Decouple your Root CSS from your App or Entrypoint component by pulling out these global styles into a top-level stylesheet. Both Vue and Svelte embed global application styles into the main entry point components. The rest of your application expects to be rendered within those components, and so any assumptions you made when writing those components must be replicated in your test environment or else your components won't look right.

<style>
/* In certain scaffolds, the App.vue file does not have a separate styles file */

#app {
font-family: Sans-serif;
}
</style>

Should become

/* App.vue */ <style src="./app.css" />

and

/* cypress/support/component.js */ import '../../src/app.css'
  1. Within the main.js file of your application (which subsequently mounts your root-level component).

Re-using stylesheets that are imported in the beginning of your application was covered in the last section.

import './main.css'
  1. Within a configuration file like next.config.js or nuxt.config.js.

You're usually providing public paths to these stylesheets. You can import the same paths within your cypress/support/component-index.html file.

CSS Reset or Normalize isn't applied​

Are you importing your normalize file within cypress/support/component-index.html or within cypress/support/component.js?

Fonts: Everything is rendering in Times New Roman​

Most applications handle fonts in one of two ways.

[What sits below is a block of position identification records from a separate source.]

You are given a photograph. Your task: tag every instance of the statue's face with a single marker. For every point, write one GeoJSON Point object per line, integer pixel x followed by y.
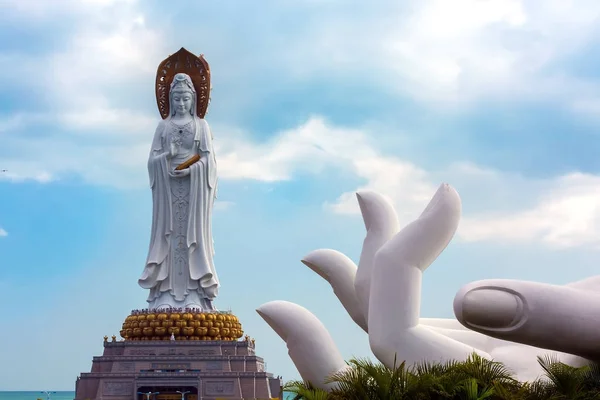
{"type": "Point", "coordinates": [182, 102]}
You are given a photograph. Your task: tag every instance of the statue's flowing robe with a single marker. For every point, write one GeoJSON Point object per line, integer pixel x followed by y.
{"type": "Point", "coordinates": [195, 205]}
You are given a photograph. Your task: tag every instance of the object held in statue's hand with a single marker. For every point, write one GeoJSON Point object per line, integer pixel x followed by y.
{"type": "Point", "coordinates": [186, 164]}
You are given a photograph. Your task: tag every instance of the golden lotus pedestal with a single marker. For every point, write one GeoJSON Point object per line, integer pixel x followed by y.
{"type": "Point", "coordinates": [198, 353]}
{"type": "Point", "coordinates": [187, 325]}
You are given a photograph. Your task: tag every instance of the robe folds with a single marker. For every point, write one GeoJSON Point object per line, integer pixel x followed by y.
{"type": "Point", "coordinates": [180, 257]}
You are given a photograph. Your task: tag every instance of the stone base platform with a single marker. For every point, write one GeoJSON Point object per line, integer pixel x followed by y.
{"type": "Point", "coordinates": [209, 370]}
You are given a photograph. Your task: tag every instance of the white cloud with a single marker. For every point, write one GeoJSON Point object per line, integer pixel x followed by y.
{"type": "Point", "coordinates": [221, 205]}
{"type": "Point", "coordinates": [559, 212]}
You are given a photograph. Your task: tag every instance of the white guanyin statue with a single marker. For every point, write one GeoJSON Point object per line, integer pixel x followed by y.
{"type": "Point", "coordinates": [180, 271]}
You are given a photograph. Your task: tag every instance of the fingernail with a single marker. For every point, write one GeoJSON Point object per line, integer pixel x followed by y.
{"type": "Point", "coordinates": [491, 308]}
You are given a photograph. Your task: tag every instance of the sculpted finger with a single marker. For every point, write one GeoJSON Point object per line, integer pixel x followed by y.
{"type": "Point", "coordinates": [381, 223]}
{"type": "Point", "coordinates": [559, 318]}
{"type": "Point", "coordinates": [395, 297]}
{"type": "Point", "coordinates": [399, 264]}
{"type": "Point", "coordinates": [310, 345]}
{"type": "Point", "coordinates": [340, 272]}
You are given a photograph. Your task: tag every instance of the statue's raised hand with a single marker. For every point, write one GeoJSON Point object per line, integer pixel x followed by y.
{"type": "Point", "coordinates": [180, 173]}
{"type": "Point", "coordinates": [383, 296]}
{"type": "Point", "coordinates": [173, 150]}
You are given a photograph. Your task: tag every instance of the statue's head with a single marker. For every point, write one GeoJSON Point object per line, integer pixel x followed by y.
{"type": "Point", "coordinates": [182, 96]}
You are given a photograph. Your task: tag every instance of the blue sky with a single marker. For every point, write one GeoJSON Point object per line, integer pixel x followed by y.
{"type": "Point", "coordinates": [312, 101]}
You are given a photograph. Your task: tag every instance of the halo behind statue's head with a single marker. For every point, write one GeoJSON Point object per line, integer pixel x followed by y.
{"type": "Point", "coordinates": [183, 62]}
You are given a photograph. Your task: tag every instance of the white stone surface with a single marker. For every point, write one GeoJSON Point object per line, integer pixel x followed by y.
{"type": "Point", "coordinates": [509, 321]}
{"type": "Point", "coordinates": [180, 270]}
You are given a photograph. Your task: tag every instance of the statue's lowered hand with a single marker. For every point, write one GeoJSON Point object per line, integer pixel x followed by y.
{"type": "Point", "coordinates": [188, 163]}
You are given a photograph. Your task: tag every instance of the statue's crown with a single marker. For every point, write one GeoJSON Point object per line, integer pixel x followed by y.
{"type": "Point", "coordinates": [168, 76]}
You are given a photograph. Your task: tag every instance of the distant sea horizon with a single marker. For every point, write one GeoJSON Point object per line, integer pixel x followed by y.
{"type": "Point", "coordinates": [38, 394]}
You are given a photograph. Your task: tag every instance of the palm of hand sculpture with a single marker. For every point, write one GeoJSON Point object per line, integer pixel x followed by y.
{"type": "Point", "coordinates": [506, 320]}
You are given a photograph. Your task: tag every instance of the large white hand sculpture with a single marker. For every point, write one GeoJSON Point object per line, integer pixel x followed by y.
{"type": "Point", "coordinates": [499, 319]}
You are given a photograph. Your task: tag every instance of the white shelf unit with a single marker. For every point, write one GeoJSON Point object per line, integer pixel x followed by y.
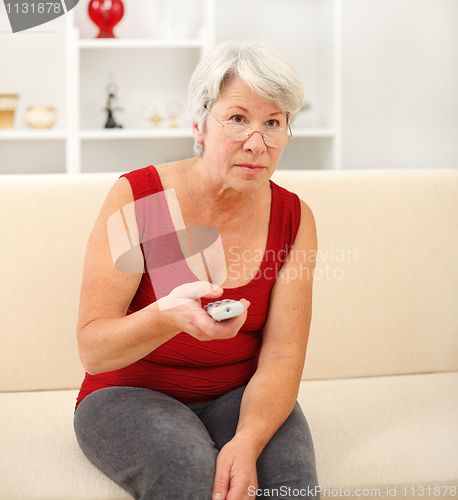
{"type": "Point", "coordinates": [151, 68]}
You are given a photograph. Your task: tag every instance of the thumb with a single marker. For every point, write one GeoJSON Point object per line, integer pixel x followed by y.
{"type": "Point", "coordinates": [221, 482]}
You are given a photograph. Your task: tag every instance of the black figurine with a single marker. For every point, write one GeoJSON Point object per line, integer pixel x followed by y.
{"type": "Point", "coordinates": [111, 122]}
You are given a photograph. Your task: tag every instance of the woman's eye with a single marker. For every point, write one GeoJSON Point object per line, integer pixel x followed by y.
{"type": "Point", "coordinates": [237, 119]}
{"type": "Point", "coordinates": [273, 124]}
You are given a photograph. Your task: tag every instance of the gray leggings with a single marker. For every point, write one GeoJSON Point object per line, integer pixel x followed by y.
{"type": "Point", "coordinates": [158, 448]}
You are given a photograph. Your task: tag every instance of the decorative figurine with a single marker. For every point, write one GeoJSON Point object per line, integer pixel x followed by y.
{"type": "Point", "coordinates": [111, 122]}
{"type": "Point", "coordinates": [106, 14]}
{"type": "Point", "coordinates": [174, 110]}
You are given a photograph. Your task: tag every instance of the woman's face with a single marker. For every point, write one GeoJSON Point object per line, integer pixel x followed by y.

  1. Your index.html loads external fonts in the head tag.
<head>
<link rel="preconnect" href="https://fonts.googleapis.com" />
<link rel="preconnect" href="https://fonts.gstatic.com" crossorigin />
<link
href="https://fonts.googleapis.com/css2?family=Readex+Pro:wght@200;300;400;500;600;700&family=Roboto&display=swap"
rel="stylesheet"
/>
</head>

Or via an @import statement

<head>
<style>
@import url('https://fonts.googleapis.com/css2?family=Readex+Pro:wght@200;300;400;500;600;700&family=Roboto&display=swap');
</style>
</head>
  1. Your main stylesheet loads fonts
/* main.css */
@font-face {
font-family: 'Fira Sans';
src: url('fonts/fira/eot/FiraSans-Regular.eot');
src:
url('fonts/fira/eot/FiraSans-Regular.eot') format('embedded-opentype'),
url('fonts/fira/woff2/FiraSans-Regular.woff2') format('woff2'),
url('fonts/fira/woff/FiraSans-Regular.woff') format('woff'),
url('fonts/fira/woff2/FiraSans-Regular.ttf') format('truetype');
font-weight: normal;
font-style: normal;
}

Icon Fonts: None of my icons are rendering​

Theme Providers: My components don't look right/compile because they can't access providers​

Theme Provider or other application-level wrappers like I18n or Material UI work by injecting themselves around your application. When you're component testing, you haven't rendered the component hierarchy surrounding your component.

To solve issues like these, people review the Custom Commands and Wrappers

To first explain why it's not right, you first have to explain what production-like even means.

So we have this before & after up, and now our job is to step through the component under test and try to figure out where the differences between Production and Test are.

Sometimes these are as simple as colors or fonts not lining up. Other times, the entire component or sections of it may not compile.